Can the map function supplied to `tf.data.Dataset.

2019-02-20 15:54发布

问题:

I'd like to create a tf.data.Dataset.from_generator(...) dataset. I need to pass in a Python generator.

I would like to pass in a property of a previous dataset to the generator like so:

dataset = dataset.interleave(
  map_func=lambda x: tf.data.Dataset.from_generator(generator=lambda: gen(x), output_types=tf.int64),
  cycle_length=2
)

Where I define gen(...) to take a value (which is a pointer to some data such as a filename which gen knows how to access).

This fails because gen receives a tensor object, not a python/numpy value.

Is there a way to resolve the tensor object to a value inside of gen(...)?

The reason for interleaving the generators is so I can manipulate the list of data-pointers/filenames with other dataset operations such as .shuffle() and .repeat() without the need to bake those into the gen(...) function, which would be necessary if I started with the generator directly from the list of data-pointers/filenames.

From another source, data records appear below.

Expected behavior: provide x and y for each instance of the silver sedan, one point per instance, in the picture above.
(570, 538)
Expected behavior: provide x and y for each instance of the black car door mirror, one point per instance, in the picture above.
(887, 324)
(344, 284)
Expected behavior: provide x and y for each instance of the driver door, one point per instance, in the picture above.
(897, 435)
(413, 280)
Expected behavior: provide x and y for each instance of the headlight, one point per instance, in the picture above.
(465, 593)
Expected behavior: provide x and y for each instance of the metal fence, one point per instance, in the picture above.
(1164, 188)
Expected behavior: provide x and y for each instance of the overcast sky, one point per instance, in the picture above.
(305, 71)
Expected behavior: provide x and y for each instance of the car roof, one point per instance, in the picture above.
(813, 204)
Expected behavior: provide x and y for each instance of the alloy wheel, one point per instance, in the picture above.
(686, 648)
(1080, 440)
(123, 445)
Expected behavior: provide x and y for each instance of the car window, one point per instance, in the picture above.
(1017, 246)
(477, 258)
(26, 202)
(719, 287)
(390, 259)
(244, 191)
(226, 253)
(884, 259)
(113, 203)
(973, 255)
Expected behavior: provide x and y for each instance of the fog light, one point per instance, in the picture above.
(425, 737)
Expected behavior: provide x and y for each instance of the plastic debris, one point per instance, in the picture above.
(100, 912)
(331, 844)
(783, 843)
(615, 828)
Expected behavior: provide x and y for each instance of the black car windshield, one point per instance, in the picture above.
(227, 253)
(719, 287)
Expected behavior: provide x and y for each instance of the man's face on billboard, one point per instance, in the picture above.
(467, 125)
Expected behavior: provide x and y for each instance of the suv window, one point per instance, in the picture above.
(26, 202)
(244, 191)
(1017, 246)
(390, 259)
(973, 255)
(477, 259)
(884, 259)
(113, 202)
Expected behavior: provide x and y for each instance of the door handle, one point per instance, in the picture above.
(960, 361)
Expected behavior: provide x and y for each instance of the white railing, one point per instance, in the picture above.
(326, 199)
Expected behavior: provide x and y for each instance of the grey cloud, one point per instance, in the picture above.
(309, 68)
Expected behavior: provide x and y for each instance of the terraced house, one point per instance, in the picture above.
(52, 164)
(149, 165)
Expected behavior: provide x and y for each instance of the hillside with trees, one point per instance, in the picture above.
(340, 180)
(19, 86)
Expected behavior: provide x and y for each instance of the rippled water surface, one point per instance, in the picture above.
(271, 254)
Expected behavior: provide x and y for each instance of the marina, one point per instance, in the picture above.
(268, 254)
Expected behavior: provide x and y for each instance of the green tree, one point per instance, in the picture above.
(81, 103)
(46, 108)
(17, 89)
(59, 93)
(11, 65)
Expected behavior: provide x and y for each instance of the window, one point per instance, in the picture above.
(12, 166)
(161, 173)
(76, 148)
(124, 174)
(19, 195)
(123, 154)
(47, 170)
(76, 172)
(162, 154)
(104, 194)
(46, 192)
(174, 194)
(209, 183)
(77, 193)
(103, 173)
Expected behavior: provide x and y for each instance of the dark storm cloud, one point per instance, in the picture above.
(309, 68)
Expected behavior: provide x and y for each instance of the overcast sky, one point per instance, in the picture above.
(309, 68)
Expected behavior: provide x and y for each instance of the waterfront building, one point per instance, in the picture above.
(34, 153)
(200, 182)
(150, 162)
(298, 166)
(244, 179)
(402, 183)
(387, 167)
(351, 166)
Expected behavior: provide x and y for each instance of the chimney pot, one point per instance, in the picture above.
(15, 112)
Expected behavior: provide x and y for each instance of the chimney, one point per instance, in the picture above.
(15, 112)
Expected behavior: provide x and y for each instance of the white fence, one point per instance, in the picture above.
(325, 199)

I want to use the generator because a large number of data values will be generated per data-pointer/filename.

回答1:

TensorFlow now supports passing tensor arguments to the generator:

def map_func(tensor):
    dataset = tf.data.Dataset.from_generator(generator, tf.float32, args=(tensor,))
    return dataset


回答2:

The answer is indeed no. Here is a reference to a couple of relevant git issues (open as of the time of this writing) for further developments on the question:

https://github.com/tensorflow/tensorflow/issues/13101

https://github.com/tensorflow/tensorflow/issues/16343